Dum Dum

B erlin, 1930. Stan Wojciechowski arrive dans la capitale allemande afin d’intégrer un cabinet d’ingénieur en tant que dessinateur technique. Il a eu la chance de trouver ce travail grâce à son cousin. Ce n’est pas qu’ils soient très proches, mais entre Polonais, il faut se serrer les coudes. Très doué pour le dessin, le nouveau-venu souffre cependant de stress post-traumatique sévère après avoir été enrôlé de force durant la Première Guerre mondiale. Un projet professionnel intéressant, une grande ville à explorer, des loisirs et des rencontres enrichissantes, il a tout entre les mains pour aller mieux. L’avenir ne s’annonce-t-il pas brillant pour le Reich, après ces années de crises à répétition ?

Ville nouvelle et Soleil mécanique pouvaient être vus comme des expériences formelles extrêmes. Avec cet ouvrage, Lukasz Wojciechowski prouve qu’il est en fait en train de construire une œuvre originale des plus personnelles. Toujours avec comme ligne de mire l’architecture et l’urbanisme, celui-ci élargit ses horizons thématiques. Ainsi, dans Dum Dum, il intègre un aspect biographique à sa narration en s’inspirant des destinées tragiques de deux de ses aïeuls. Seul survivant d’une fratrie prise dans les aléas des guerres et des révolutions, le garçon s’était retrouvé, à quatorze ans seulement, sous le drapeau allemand (son frère se battant pour le camp d’en face, du côté des Polonais). L’histoire moderne de la Pologne est compliquée et sert évidemment de toile de fond à ce récit poignant et aux ramifications multiples.

Le lecteur suit le quotidien du jeune homme, entre routine et épisodes psychotiques violents. Autour de lui, le cousin Hans croit au progrès, à la pureté des lignes et à la modernité pour amener la paix dans les âmes. Il y a aussi Anne, une charmante personne rencontrée au cinéma. Cette dernière croit que l’Art est une échappatoire pour comprendre les blessures intérieures et, qui sait, les soigner. Elle va prendre Stan sous son aile et essayer de deviner ce qui se cache derrière cette carapace si maganée. Quid du reste de la société et de la montée des extrémismes ? Oui, c’est inquiétant, mais si loin des préoccupations directes de ces Messieurs et Mesdames tout le monde.
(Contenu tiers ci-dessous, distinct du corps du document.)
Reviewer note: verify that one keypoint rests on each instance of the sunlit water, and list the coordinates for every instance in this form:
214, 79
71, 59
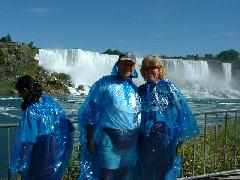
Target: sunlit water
10, 113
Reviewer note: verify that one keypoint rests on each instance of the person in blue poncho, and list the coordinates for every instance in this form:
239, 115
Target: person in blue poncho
166, 122
44, 139
109, 123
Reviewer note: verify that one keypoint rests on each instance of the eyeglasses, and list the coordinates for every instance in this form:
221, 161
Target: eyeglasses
150, 68
127, 63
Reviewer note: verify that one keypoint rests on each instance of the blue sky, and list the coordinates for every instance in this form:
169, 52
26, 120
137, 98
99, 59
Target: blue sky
169, 27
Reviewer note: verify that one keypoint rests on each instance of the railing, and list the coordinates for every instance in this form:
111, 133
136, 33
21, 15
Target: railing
216, 149
202, 156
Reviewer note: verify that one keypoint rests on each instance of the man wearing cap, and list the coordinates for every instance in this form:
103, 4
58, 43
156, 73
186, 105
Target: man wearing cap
109, 121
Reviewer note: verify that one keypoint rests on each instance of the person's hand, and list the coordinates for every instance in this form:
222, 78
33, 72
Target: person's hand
90, 146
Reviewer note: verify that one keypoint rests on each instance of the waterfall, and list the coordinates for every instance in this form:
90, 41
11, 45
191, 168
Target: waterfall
195, 78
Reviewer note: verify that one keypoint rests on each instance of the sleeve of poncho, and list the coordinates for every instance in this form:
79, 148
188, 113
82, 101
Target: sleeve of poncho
187, 125
88, 111
25, 139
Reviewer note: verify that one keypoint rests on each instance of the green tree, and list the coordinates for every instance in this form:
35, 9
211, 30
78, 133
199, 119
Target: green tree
2, 57
6, 39
230, 55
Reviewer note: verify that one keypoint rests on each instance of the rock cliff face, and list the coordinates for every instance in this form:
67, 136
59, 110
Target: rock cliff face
17, 60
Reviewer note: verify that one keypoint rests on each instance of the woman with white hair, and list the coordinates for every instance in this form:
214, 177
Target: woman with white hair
166, 121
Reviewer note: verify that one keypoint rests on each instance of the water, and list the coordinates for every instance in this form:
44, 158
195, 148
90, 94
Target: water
208, 86
10, 113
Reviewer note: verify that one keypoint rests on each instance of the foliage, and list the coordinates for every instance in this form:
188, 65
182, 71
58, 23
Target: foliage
73, 168
112, 52
217, 159
2, 57
6, 39
215, 150
230, 55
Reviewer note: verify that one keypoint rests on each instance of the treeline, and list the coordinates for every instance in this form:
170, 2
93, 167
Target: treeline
228, 55
8, 39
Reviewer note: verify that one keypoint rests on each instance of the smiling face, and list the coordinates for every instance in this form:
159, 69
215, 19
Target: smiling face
23, 93
126, 68
152, 74
152, 68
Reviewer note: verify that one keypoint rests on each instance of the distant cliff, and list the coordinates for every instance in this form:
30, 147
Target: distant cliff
19, 59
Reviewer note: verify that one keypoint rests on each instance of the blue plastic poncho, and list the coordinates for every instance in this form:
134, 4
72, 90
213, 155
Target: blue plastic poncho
43, 141
166, 121
112, 107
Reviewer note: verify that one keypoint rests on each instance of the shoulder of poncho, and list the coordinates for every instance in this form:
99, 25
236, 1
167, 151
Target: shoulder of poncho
142, 89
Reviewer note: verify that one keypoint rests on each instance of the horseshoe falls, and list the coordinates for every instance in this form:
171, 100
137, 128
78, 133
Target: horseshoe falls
195, 78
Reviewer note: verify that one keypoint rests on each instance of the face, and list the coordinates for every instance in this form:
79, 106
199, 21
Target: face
126, 68
23, 93
152, 74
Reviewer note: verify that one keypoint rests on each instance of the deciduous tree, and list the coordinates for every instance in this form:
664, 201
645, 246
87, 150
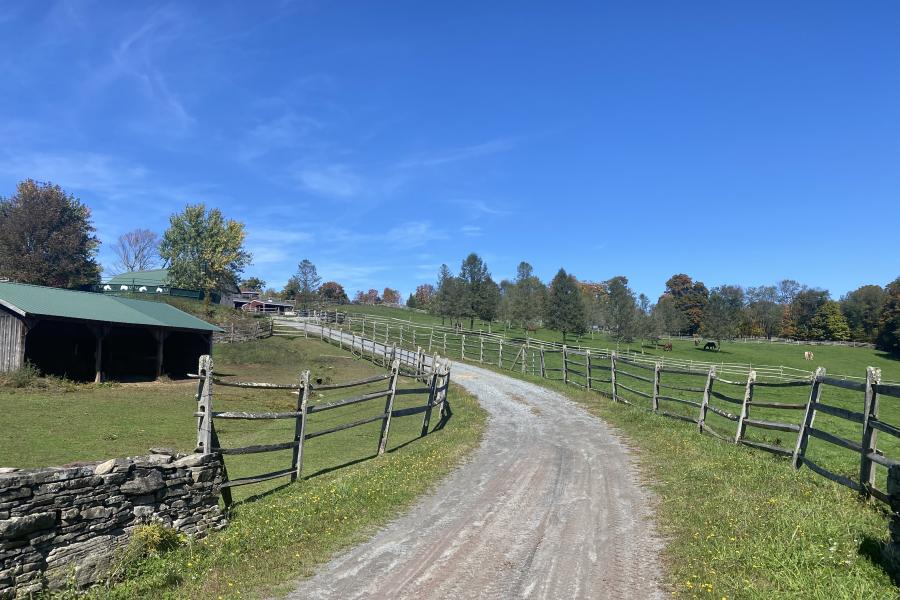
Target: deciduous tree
303, 286
47, 238
862, 308
565, 307
332, 291
889, 326
722, 315
829, 323
203, 250
390, 296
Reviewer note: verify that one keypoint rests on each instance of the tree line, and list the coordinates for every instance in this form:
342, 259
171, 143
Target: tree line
786, 309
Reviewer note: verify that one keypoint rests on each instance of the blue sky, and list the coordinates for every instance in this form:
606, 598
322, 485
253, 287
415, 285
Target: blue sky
736, 142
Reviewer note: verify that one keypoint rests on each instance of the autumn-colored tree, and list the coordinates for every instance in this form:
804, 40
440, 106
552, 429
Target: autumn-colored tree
203, 250
889, 328
47, 238
424, 295
829, 323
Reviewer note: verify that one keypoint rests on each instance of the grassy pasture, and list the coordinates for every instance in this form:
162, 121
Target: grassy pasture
838, 360
742, 524
89, 422
287, 530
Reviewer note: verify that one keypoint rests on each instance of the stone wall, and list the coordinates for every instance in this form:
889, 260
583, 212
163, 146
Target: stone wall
57, 524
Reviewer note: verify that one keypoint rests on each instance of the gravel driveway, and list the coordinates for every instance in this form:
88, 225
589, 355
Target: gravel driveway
547, 507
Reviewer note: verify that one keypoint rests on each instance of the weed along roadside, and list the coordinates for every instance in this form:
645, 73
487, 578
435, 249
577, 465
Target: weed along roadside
365, 459
740, 523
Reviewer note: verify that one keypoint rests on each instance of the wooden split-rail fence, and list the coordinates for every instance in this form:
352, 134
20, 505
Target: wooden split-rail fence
435, 380
708, 395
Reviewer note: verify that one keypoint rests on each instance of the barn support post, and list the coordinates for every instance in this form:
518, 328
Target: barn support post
204, 405
160, 335
100, 334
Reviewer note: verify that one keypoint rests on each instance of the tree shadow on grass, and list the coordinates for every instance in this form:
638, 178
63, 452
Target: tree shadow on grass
873, 550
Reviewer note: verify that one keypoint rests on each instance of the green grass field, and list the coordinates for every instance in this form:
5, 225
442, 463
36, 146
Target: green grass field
741, 524
346, 493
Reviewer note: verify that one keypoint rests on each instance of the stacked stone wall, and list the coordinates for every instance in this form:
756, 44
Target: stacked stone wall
64, 526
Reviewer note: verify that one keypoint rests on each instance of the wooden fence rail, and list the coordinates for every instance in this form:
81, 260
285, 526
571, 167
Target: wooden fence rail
693, 391
430, 369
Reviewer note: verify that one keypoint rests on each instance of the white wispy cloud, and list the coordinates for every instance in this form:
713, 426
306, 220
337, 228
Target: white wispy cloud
288, 130
135, 59
100, 173
452, 155
335, 180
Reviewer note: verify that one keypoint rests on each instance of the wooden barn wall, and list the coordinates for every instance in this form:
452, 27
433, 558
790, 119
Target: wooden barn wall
12, 342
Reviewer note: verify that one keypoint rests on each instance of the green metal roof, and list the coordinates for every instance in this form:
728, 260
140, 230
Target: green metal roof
155, 278
35, 300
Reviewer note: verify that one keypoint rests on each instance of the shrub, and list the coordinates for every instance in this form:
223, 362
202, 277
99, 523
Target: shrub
27, 375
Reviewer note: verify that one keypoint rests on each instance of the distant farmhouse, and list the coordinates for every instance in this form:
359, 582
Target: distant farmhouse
156, 281
90, 336
252, 301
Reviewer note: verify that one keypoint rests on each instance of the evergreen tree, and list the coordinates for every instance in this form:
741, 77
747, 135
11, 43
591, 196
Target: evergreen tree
862, 308
621, 309
722, 315
47, 238
889, 326
565, 307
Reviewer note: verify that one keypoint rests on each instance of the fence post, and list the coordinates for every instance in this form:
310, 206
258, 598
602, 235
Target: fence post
587, 368
432, 396
204, 405
809, 416
656, 372
869, 442
704, 405
389, 407
300, 426
612, 375
745, 407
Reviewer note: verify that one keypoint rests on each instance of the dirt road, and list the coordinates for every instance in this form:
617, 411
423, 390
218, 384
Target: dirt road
547, 507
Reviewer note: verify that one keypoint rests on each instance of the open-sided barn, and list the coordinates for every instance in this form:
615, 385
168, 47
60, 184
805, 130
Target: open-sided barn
88, 336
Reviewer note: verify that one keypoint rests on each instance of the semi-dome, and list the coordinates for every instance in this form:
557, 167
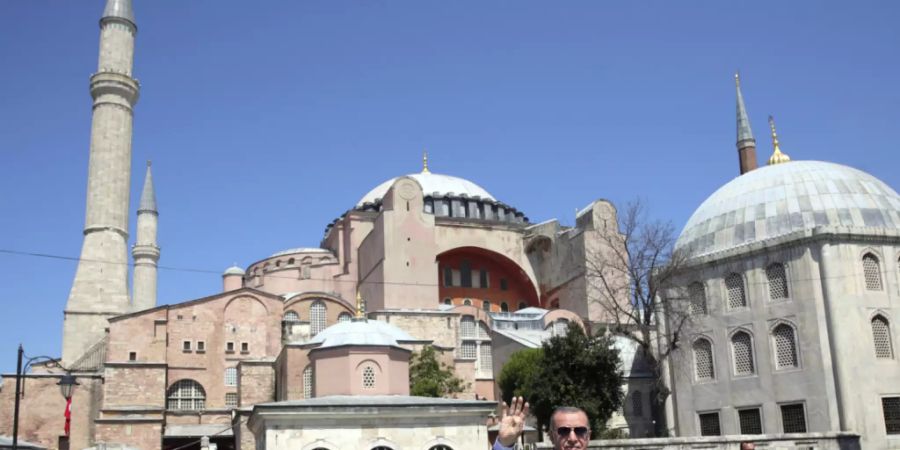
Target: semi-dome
361, 332
776, 200
431, 183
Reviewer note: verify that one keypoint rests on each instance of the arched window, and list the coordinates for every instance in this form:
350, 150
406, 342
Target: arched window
637, 403
186, 395
704, 369
777, 279
368, 378
785, 347
742, 352
307, 382
697, 298
872, 272
881, 335
734, 285
560, 327
231, 376
317, 314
Trait épuré jusqu’à sa plus simple expression, scénario ciselé comme un mouvement d’horlogerie, nombreuses accroches et références culturelles de hauts niveau, l’album, comme les précédents, peut paraître aride et peu engageant au premier regard. Il l’est certainement, la sécheresse et la raideur des dessins réalisés à l’aide du logiciel AutoCad© n’aident en rien à l’ébahissement rétinien. Cependant, passé outre ce rendu particulier, la complexité des personnages et des situations devient évidente et passionnante. Psychologies poussées, mises en contexte constantes et concordances entre les époques sautent aux yeux. Ultime point d’orgue, au fil des pages, une certaine émotion perle à travers les vecteurs et les volumes.

Minimaliste dans la forme (et encore, certaines planches et passages s’avèrent graphiquement époustouflants d’inventivité), thématiquement profond et doté d’une richesse narrative incroyable, Dum Dum est une lecture aboutie recelant une humanité de tous les instants. Lukasz Wojciechowski est un auteur au sens littéral du terme. À découvrir d’urgence.